A CPFL Energia registrou lucro líquido consolidado de R$ 1,909 bilhão no primeiro trimestre deste ano, alta de 18,2% em relação ao R$ 1,615 bilhão anotado no mesmo período do ano passado.
O resultado foi impulsionado principalmente por efeitos financeiros e tributários positivos. De um lado, a companhia foi beneficiada pelo efeito de marcação a mercado de suas captações, de outro, a CPFL fez reconhecimentos de créditos de ICMS sobre PIS/Cofins que também favoreceram o resultado financeiro trimestral.
O desempenho operacional, no entanto, foi mais tímido. O Lucro Antes de Juros, Impostos, Depreciação e Amortização (Ebitda, da sigla em inglês) ficou em R$ 3,86 bilhões nos três primeiros meses de 2026, praticamente estável (+0,2%) em relação aos R$ 3,852 bilhões anotados nos mesmos meses do exercício passado.
A receita operacional líquida somou R$ 11,342 bilhões entre janeiro e março, alta de 6,4% frente o registrado na mesma etapa de 2025.
De acordo com a empresa, o desempenho refletiu dinâmicas distintas entre os segmentos de atuação da companhia, com pressão em distribuição parcialmente compensada por melhores resultados em geração e gestão de energia.
Na distribuição, o Ebitda ficou em R$ 2,53 bilhões no primeiro trimestre, queda anual de 2,3%, em decorrência, principalmente, de efeitos contábeis relacionados à atualização de ativos regulatórios.
Em entrevista à Broadcast (sistema de notícias em tempo real do Grupo Estado), o presidente da companhia, Gustavo Estrella, salientou que esse efeito contábil vai desaparecer agora com a assinatura dos contratos de concessão, realizada na semana passada.
O consumo de energia nas distribuidoras do grupo apresentou leve retração de 0,7% no período, enquanto o volume de demanda na área de concessão cresceu 4,5%.
No segmento de geração e gestão de energia, o Ebitda cresceu 10,2% na comparação anual, para R$ 921 milhões, beneficiado por reajustes contratuais e melhor composição do portfólio, mesmo diante do aumento da restrição da geração (curtailment) e menor intensidade de ventos, o que reduziu o volume gerado.
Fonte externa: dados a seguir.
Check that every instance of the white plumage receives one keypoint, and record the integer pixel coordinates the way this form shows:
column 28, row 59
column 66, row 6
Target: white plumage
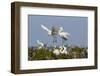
column 41, row 45
column 62, row 34
column 63, row 50
column 46, row 29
A empresa anotou uma queda de 12,3% na geração eólica, sendo cerca de 4% por curtailment (redução ou interrupção forçada da geração) e 8% em decorrência dos ventos mais fracos. "Mas tivemos um efeito em tarifa positiva, porque os parques do Ceará foram menos afetados por essa performance baixa de vento", explicou Estrella. Essas usinas estão contratadas por meio do Programa de Incentivo às Fontes Alternativas de Energia Elétrica (Proinfa) e possuem tarifas mais elevadas, o que compensou a piora na geração total.
Na Transmissão, o Ebitda regulatório somou R$ 231 milhões, alta de 16,9% em relação ao primeiro trimestre do ano passado, refletindo principalmente o reajuste anual da receita permitida e a manutenção da disciplina na gestão de custos.
Endividamento
A CPFL encerrou março com dívida líquida de R$ 30,6 bilhões, alta de 15,4% em um ano, mas pouco acima dos R$ 30,53 bilhões anotados no fim de 2025. A alavancagem, medida pela relação Dívida Líquida/Ebitda, aumentou chegou a 2,31 vezes, ante as 2,3 vezes de dezembro e as 2,04 vezes do primeiro trimestre do ano passado.
Estrella destacou que no trimestre a companhia realizou um volume significativo de captações, somando R$ 4,4 bilhões, a um custo de CDI menos 0,62% e com prazo médio superior a cinco anos.
"Temos sempre a estratégia de rolagem antecipada das nossas captações, a depender das condições de mercado, então, se há condição de mercado, a gente antecipa os vencimentos olhando até dois anos à frente, para evitar qualquer tipo de concentração de vencimentos de curto prazo, e foi o que fizemos", explicou.